La delegazione Ferrari era composta dal Presidente John Elkann, dal Vice Presidente Piero Ferrari e dall’Amministratore Delegato Benedetto Vigna. La scelta di riunire al Quirinale la triade al vertice dell’azienda, figura storica, continuità familiare e guida industriale, non è casuale. Da questo si evince come Maranello consideri la Luce non un modello tra i tanti, ma un atto di indirizzo strategico per il futuro del marchio e, in qualche misura, per l’industria automobilistica italiana.

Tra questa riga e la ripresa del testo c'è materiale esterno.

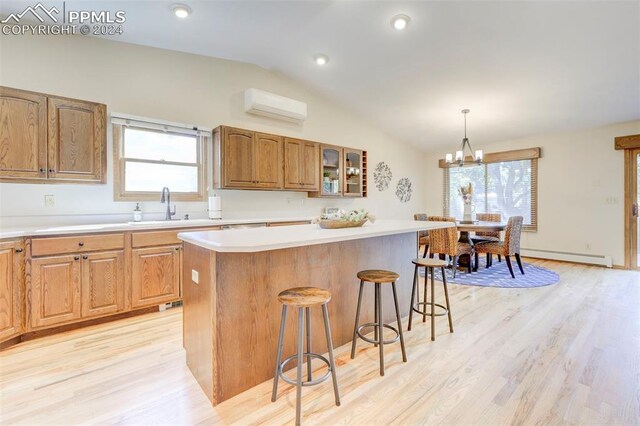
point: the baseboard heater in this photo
(592, 259)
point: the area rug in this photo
(498, 276)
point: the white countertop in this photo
(263, 239)
(41, 231)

La Ferrari Luce è la prima vettura del Cavallino Rampante a propulsione interamente elettrica. Quattro motori sincroni, uno per ruota, per una potenza massima di 1.050 Cv in modalità Launch Control; una batteria da 122 kWh a 800 V con ricarica fino a 350 kW; un’autonomia stimata superiore a 530 km. Il design, affidato per la prima volta a uno studio esterno, LoveFrom di Jony Ive e Marc Newson, ha prodotto una carrozzeria con volumi inediti nella storia del marchio, dominata dalla glass house trasparente e dalle ali aerodinamiche flottanti. Una vettura che, nel bene e nel male, ha già cambiato la conversazione sull’automobile italiana.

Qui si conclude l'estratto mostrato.